1981: first IBM PC used Intel 8088 8-bit CPU

Client/Server Computing: the terminal does at least some processing. Remember: today’s laptops can run the Space Shuttle. Servers are still faster.

Filtering e-mail out of your server is really important if you’re in one of the industries that regs require to archive all e-mail for seven years! Several apps can help with that process.

E-mail protocols:

  1. SMTP (Simple Mail Transfer Protocol): sender-initiated
  2. POP or IMAP to download; receiver initiates

Separate E-mail Body Standards for all-text, HTML…

NetAdmins need to worry more about viruses, worms, Trojan horses, spam, spyware, etc. Widespread problems; antivirus software is almost universal and generally ineffective

  1. So outsource to Postini!
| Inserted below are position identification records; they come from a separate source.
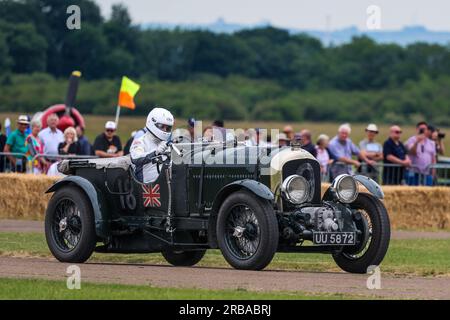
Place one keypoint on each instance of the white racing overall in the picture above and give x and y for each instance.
(142, 152)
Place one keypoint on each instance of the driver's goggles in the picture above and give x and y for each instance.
(164, 127)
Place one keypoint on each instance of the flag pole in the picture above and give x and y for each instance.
(117, 116)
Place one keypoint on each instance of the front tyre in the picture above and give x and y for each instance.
(69, 225)
(247, 231)
(374, 240)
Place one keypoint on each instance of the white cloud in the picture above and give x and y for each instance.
(290, 13)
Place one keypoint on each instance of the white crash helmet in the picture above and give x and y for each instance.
(160, 122)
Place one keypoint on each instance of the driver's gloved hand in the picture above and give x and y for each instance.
(161, 148)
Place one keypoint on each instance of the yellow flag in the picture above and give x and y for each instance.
(127, 92)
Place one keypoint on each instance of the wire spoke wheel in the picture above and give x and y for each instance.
(243, 232)
(247, 231)
(70, 225)
(66, 226)
(365, 226)
(372, 220)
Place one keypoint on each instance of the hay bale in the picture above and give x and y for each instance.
(22, 196)
(418, 207)
(415, 207)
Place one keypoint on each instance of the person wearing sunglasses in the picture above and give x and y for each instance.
(15, 143)
(108, 144)
(422, 151)
(395, 158)
(145, 149)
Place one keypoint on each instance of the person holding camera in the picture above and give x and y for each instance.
(437, 136)
(422, 151)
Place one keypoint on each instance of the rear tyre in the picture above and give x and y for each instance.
(69, 225)
(374, 241)
(183, 258)
(247, 231)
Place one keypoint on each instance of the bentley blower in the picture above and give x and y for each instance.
(249, 202)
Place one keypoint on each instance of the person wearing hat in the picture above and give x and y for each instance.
(374, 151)
(107, 144)
(289, 132)
(16, 144)
(51, 137)
(283, 140)
(324, 155)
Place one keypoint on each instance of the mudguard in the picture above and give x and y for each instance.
(90, 191)
(373, 187)
(255, 187)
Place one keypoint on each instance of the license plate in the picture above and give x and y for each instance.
(334, 238)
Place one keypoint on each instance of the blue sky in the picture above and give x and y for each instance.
(301, 14)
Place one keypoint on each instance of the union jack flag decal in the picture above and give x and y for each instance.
(151, 196)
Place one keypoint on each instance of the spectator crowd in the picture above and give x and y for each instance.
(31, 148)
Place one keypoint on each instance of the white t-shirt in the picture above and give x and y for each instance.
(51, 140)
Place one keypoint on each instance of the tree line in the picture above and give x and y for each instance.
(304, 78)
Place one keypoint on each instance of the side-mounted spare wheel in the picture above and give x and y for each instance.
(70, 225)
(247, 231)
(373, 221)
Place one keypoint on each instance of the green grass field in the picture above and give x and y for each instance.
(25, 289)
(95, 125)
(405, 257)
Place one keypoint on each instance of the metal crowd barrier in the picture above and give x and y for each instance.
(24, 164)
(7, 166)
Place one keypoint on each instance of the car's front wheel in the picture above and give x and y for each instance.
(373, 222)
(69, 225)
(247, 231)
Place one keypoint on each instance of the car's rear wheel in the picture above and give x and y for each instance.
(373, 241)
(247, 231)
(183, 258)
(69, 225)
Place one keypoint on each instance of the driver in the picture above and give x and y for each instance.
(153, 143)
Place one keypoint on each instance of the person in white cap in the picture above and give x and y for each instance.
(107, 144)
(16, 144)
(343, 149)
(153, 143)
(373, 150)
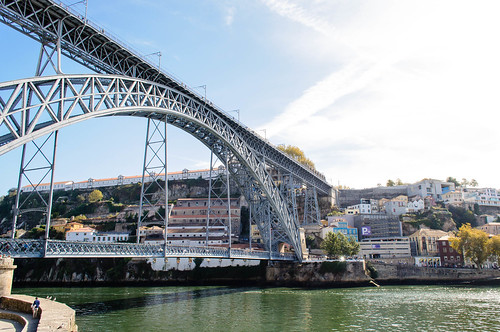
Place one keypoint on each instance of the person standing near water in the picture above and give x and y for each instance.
(35, 306)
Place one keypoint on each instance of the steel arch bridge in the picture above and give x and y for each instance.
(131, 86)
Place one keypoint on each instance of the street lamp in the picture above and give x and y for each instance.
(204, 87)
(86, 5)
(237, 111)
(159, 57)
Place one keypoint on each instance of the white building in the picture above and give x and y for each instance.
(364, 207)
(191, 235)
(482, 196)
(124, 180)
(430, 187)
(491, 228)
(88, 234)
(396, 206)
(381, 248)
(416, 205)
(453, 197)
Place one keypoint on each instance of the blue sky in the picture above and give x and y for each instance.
(369, 90)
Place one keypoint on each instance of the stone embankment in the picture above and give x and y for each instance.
(392, 273)
(53, 316)
(317, 274)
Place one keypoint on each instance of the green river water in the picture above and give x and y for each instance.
(216, 308)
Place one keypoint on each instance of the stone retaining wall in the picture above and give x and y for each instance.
(401, 272)
(317, 274)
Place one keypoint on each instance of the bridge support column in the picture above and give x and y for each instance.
(6, 275)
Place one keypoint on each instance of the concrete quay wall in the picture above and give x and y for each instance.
(317, 274)
(54, 316)
(396, 273)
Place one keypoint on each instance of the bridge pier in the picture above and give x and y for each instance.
(7, 268)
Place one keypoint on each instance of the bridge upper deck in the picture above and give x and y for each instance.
(96, 49)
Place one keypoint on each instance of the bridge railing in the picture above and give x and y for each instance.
(28, 248)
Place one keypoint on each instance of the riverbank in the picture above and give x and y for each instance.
(127, 272)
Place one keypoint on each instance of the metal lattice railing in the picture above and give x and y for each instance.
(21, 248)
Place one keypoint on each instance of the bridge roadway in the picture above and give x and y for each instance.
(27, 110)
(26, 248)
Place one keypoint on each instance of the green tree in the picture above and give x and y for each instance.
(297, 154)
(472, 243)
(95, 196)
(494, 247)
(337, 244)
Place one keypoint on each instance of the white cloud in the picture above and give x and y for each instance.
(297, 13)
(417, 98)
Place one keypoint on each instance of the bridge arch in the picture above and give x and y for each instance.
(33, 107)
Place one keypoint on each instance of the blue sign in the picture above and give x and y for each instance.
(366, 230)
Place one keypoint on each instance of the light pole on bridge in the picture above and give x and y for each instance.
(236, 111)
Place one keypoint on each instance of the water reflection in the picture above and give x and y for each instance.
(102, 307)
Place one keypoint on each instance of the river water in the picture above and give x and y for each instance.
(216, 308)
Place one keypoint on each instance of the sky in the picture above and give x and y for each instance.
(369, 90)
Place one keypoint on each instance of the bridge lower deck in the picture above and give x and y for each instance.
(20, 248)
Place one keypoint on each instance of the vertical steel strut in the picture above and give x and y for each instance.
(153, 172)
(29, 170)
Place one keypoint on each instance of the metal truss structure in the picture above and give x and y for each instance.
(68, 249)
(34, 107)
(311, 208)
(218, 187)
(154, 194)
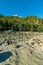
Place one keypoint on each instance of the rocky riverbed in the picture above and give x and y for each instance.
(21, 48)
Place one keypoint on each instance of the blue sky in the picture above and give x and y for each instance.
(21, 7)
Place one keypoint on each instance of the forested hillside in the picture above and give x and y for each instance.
(16, 23)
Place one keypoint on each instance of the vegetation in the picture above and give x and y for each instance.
(16, 23)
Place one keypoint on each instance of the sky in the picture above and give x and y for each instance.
(21, 7)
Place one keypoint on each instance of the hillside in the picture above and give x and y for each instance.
(29, 23)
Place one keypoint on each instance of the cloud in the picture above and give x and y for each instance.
(17, 15)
Even if you still maintain your own firewall, two lines of defense are better than one.

Spam is bad:

  1. consumes bandwidth
  2. consumes network staff time
  3. consumes user time
  4. may trigger sexual harassment suit (hostile environment! network admin has responsibility not to let such garbage into the workplace!)
  5. consumes storage space if regs require archiving of all e-mails

E-Commerce: Internet opened to it in 1991 (come on, almost 20 years: we should have it figured out by now! ;-) )

  • started with online catalogs
  • then shopping cart, checkout, payment
  • customer resource management (CRM)
  • links to external systems
  • links to internal systems (accounting, pricing, warehousing, shipment, etc.: go check out eBay!)

Peer-to-Peer Computing:

  • Gehl investigated using this model to distribute user manuals and other docs so they wouldn’t have to upgrade a file server
  • method avoids overload of central server
  • also avoids single point of failure
  • gives end user more freedom
  • uses client capacity better
  • Problem: clients come and go (switched off for night!)
  • Problem: client IP addresses switch!
  • Biggest Problem: sceurity! no central control!
  • grad student at research symposium last week talked about working up a model on using P2P capacity in Mayo Clinic to analyze med data
  • Pure P2P IM has no servers, but finding each other can be a hassle if you restart your computer and get a new IP

Ruba Aljafari speaks tonight (with contributions from Drs. Deokar and El-Gayar) on model management. (more…)

Hey! Don’t forget to do the quiz on D2L before April 15! It will be over the CSI 2008 slideshow PDF.

APA Bib: single-space refs, hanging indent, leave double space between entries.

Mark also said we need not use all-caps for headings. He doesn’t like the shouting.

Table titles go on top; figure titles go on bottom!